Authorities in the country’s most-populous state say the initiative will support local economic recovery and benefit tens of thousands of NSW residents who rely on the international education sector – worth $14.6 billion in 2019 – for work.
The program will see students adhere to quarantine requirements in purpose-built student accommodation and NSW treasurer Dominic Perrottet has emphasised that it will not “come at the expense of returning Aussies”, and will come “at no cost to taxpayers”.
“[The state] will continue to bring back 3,000 people per week – well more than any other state,” he said.
The federal government in Australia has consistently insisted that priority for return to the country will be given to Australian citizens stranded overseas.
“International education is our second most valuable export and we need to do what we can to help students return and revive this sector as quickly as possible,” Perrottet said.
“If we don’t act fast, students will turn to other overseas destinations”

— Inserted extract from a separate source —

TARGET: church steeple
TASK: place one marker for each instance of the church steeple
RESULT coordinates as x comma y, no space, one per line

“Typically, we have more than 250,000 international students studying in NSW each year and they directly supported over 95,000 local jobs prior to the pandemic. If we don’t act fast, students will turn to other overseas destinations and it could take the sector decades to recover.”
Supported by NSW Health and NSW Police, the “gradual approach… will enable us to closely manage the process and ensure community health is not compromised”, he added.
It is hoped the initiative will be a step towards opening up the country to students stranded overseas. However, some students have been frustrated by the mixed messages coming from federal and regional governments in Australia, voicing concerns using the #LetUsBackToAus hashtag on social media.
“This program has carefully considered the personal, social and academic aspects of our students, to ensure they successfully resume their studies and re-join NSW’s vibrant, multicultural community as soon as possible,” said Barney Glover AO, on behalf of the NSW vice-chancellors’ committee.
“We are excited to finally welcome back international students to experience the world-class education, training and research that makes NSW such an attractive destination for education.”
In the past two weeks, South Australia also approved a plan to allow around 160 international students return to the state fortnightly. It is also awaiting final approval from the federal government.
“Universities around the country have been making careful plans, in collaboration with health authorities, government and industry, for the safe return of students from low-risk nations,” Universities Australia chief executive Catriona Jackson highlighted.
“It is pleasing to see progress in NSW, where international students play a large role in cultural and economic life.
“There are now more than 50,000 higher education students studying with NSW institutions who are out of the country, and it would be wonderful to see some of them safely on our shores.
“Universities Australia has been calling for a national plan for the safe return of students from low-risk nations for some time, as part of a careful reboot of Australia’s economy.”
“We are encouraged by the progress of this scalable Safe Pathway Pilot Plan in NSW,” said Council of International Students Australia president Belle Lim.
“We have been waiting for a long time, but we look forward to welcoming our friends and peers back”
“International students stranded outside Australia have suffered tremendously over the past 15 months,” she reminded. A recent CISA survey found that 93% of international students stranded overseas have experienced significant mental health issues.
“We have been waiting for a long time, but we look forward to welcoming our friends and peers back,” she said, adding the plan “sends a great message to international students studying online offshore that there is hope that things will return to normal again”.
“It is expected to be slow at the start, but we hope this proof of concept can be scaled up to bigger number and more plans from other states soon.”
The plan is “an important first step”, but is is very limited in scale and scope, said Troy Williams, chief executive of Independent Tertiary Education Council Australia.
“Most independent higher education providers are excluded from the proposed arrangements and it’s of little value to the tens of thousands of vocational education and training students looking to study in NSW.
“ITECA continues to engage with the NSW government on a more considered and expansive plan for the return of international students to the state.”